Suntech hasn’t reported a profit since the first quarter of 2011.
The company hired UBS AG in October to help it renegotiate the debt, and has been talking to local government agencies in Wuxi about receiving financial aid. It announced March 11 a forbearance deal with 63 percent of its bondholders, who agreed not to exercise their rights until May 15.
Not all the bondholders agreed to the deal and some said they were never contacted by Suntech.
Complicating the process is the fact that the Chinese bankruptcy filing names Suntech’s main unit, Wuxi Suntech Power Holdings Co., which is subject to Chinese law.
‘Substantial Costs’
The parent company is incorporated in the Cayman Islands. The bondholders are creditors of the parent company, and the bond prospectus said the debt is governed by New York law. “Any litigation in China may be protracted and result in substantial costs,” Suntech said in its 2011 annual report.U.S. creditors must contend with “a fundamental disadvantage that non-Chinese lenders have in a bankruptcy,” said Christopher Peterson, a partner at the law firm Kaye Scholer LLP. “They would need to get the consent of a Chinese court to get action in China, which the Chinese lenders don’t have to face.”
Suntech said it remains in production. That means the company’s failure won’t do much to alleviate the global panel glut, said Gordon Johnson, an analyst with Axiom Capital Management Inc.

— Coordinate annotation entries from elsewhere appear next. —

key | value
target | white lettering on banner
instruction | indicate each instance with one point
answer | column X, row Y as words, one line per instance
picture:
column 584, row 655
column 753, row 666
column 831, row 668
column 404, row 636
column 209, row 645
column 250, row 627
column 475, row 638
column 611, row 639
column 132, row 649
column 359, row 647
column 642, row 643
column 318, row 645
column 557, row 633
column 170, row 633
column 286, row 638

“That capacity continues to exist in the market, which is clearly not good for the market,” he said in an interview.
State Support
Four of the six top panel manufacturers are based in China. Suntech fell to fifth in production capacity last year behind China’s Trina Solar Ltd. and Yingli Green Energy Holding Co., Tempe, Arizona-based First Solar Inc. and Canadian Solar Inc., according to Bloomberg New Energy Finance.Suntech named an executive from a government-backed development company in Wuxi to serve as its president March 19. Zhou Weiping previously worked as chairman of Guolian Futures Co., a unit of Wuxi Guolian Development Group Co., which is partly owned by the regional authority.
The company lost $1.01 billion in 2011 and was expected to report a loss of $460 million for 2012, the average of three analysts’ estimates compiled by Bloomberg.
“If you’re an investor and didn’t see this coming, it’s on you,” Alex Morris, an analyst at Raymond James & Associates Inc. in Houston, said in an interview.